A Hartford, Conn. school is reviewing complaints over a field trip in which students were terrorized during a slavery re-enactment.
James and Sandra Baker, filed a human rights complaint in March against the Hartford Magnet Trinity College Academy after their daughter told them about her experience, reports Hartford’s WFSB.
According to the Baker family, parents were not informed that a slavery re-enactment exercise would be conducted. The field trip, which took place over four days last fall, was part of a field trip to Nature’s Classroom in Charlton, Mass.
The “exercise” aimed to assist the students in having a greater appreciation for slavery by having them act like escaped slaves.
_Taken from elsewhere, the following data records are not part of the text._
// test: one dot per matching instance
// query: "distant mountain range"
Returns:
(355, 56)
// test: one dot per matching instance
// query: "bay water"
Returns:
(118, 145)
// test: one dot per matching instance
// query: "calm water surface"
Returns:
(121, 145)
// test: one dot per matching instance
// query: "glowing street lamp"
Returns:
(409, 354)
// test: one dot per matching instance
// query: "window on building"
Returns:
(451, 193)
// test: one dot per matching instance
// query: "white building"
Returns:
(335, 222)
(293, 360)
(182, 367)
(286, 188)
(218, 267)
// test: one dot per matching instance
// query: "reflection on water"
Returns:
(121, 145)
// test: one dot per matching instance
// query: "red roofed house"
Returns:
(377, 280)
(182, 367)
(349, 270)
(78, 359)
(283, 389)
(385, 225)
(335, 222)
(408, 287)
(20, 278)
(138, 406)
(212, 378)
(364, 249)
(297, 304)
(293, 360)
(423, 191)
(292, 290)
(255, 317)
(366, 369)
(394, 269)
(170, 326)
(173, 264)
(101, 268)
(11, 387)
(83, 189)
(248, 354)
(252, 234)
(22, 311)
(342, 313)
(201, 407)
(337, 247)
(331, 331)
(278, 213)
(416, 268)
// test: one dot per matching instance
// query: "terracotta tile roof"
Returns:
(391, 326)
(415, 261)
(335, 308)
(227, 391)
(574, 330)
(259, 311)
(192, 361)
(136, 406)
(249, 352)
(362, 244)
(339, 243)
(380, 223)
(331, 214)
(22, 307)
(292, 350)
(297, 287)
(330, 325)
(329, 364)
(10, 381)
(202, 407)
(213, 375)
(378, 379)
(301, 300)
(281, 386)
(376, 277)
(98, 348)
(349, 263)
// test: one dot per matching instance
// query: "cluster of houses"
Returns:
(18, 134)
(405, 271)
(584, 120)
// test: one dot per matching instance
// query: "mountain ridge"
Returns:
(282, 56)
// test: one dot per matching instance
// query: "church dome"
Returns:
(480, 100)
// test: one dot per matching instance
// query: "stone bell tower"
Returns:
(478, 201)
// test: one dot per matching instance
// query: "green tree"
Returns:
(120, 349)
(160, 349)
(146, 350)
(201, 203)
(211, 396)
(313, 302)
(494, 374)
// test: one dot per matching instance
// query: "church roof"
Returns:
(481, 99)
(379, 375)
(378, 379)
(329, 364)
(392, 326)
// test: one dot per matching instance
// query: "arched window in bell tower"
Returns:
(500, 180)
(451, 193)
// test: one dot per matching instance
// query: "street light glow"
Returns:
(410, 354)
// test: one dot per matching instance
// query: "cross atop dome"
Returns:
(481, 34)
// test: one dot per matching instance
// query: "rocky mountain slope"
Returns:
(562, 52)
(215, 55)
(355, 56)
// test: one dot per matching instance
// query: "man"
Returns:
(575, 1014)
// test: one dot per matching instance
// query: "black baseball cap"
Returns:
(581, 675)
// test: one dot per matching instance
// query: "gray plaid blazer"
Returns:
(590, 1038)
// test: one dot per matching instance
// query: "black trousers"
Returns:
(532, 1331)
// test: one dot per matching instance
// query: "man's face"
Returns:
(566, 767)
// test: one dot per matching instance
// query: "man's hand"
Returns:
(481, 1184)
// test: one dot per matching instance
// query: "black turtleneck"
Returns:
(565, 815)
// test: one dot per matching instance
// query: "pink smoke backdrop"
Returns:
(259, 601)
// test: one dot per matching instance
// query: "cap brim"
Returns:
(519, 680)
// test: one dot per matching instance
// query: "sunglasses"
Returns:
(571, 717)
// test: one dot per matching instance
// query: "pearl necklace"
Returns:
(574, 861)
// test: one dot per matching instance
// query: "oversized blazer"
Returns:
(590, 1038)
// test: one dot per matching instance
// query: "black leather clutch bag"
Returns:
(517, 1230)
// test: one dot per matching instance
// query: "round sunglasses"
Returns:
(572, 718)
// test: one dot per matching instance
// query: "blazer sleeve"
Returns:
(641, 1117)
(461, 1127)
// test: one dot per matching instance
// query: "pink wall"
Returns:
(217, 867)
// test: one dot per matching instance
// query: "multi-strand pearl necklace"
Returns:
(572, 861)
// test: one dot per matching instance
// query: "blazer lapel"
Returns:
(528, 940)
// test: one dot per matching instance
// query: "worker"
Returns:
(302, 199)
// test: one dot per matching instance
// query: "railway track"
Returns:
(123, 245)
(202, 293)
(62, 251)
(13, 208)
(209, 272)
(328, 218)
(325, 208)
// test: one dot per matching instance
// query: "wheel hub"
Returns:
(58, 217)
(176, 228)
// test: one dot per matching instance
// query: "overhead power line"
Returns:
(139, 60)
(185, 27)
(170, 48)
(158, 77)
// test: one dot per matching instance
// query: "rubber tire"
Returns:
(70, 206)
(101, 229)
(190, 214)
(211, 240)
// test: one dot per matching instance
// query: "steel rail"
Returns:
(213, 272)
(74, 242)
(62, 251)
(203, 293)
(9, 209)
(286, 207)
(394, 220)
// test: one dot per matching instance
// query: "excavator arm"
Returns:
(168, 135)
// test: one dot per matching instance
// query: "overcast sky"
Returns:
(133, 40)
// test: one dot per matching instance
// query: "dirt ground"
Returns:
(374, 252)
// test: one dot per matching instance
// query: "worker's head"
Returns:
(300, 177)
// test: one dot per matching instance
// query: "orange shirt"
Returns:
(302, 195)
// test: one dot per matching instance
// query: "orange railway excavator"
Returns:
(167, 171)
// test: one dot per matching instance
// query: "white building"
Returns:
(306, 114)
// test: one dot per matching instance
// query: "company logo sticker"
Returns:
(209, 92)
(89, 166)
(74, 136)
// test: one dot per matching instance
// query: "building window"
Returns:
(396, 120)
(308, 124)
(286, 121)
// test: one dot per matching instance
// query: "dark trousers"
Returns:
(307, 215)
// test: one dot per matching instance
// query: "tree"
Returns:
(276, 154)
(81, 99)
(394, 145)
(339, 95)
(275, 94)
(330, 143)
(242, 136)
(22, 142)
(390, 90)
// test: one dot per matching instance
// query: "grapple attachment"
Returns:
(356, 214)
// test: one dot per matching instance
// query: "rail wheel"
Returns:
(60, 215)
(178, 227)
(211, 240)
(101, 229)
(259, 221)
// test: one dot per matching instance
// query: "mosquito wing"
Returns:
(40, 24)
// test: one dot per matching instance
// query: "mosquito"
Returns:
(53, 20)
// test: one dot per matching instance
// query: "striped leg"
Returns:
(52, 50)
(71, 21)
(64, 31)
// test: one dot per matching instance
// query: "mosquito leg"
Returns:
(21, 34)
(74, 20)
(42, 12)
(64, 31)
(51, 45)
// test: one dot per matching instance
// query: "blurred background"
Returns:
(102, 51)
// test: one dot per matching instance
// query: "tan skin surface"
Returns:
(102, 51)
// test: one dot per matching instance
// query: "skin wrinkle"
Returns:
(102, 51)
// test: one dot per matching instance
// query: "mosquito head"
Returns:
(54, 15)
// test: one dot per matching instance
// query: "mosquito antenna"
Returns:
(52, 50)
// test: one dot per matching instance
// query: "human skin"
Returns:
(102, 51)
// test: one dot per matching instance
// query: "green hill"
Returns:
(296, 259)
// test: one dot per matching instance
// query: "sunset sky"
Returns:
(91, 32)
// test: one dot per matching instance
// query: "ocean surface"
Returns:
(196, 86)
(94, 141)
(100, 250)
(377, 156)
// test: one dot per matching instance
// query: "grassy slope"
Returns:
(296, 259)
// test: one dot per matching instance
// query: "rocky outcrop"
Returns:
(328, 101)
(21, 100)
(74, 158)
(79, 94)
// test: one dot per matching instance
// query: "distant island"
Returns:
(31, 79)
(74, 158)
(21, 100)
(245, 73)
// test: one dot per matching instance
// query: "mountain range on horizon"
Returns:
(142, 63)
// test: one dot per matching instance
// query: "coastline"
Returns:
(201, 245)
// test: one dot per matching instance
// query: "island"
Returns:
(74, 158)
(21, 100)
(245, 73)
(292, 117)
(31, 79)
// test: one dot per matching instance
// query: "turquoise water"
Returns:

Sandra Baker said her daughter and fellow students were terrorized during the field trip, which included students being chased through the woods by “white masters” played by white instructors, picking cotton, and being cramped in a dark room to demonstrate the Middle Passage.
Some of the language used on students during an exercise included, “Dumb dark-skinned negro person how dare you look at me,” Baker testified.
John Santos, the executive director of Nature’s Classroom, told The Huffington Post that, while he regrets that the Baker’s child had such a negative experience, “we are not in the business of creating harm, physically, or emotionally but the legitimacy of the activity needs to be judged by individual participants at all grade levels.”
The slavery re-enactment is an “activity that has validity, it’s an historical event, it’s a simulation,” Santos said Thursday.
Other school districts have brought similar concerns about the Nature’s Classroom exercise to their school heads. Those schools have removed the program from their curriculum.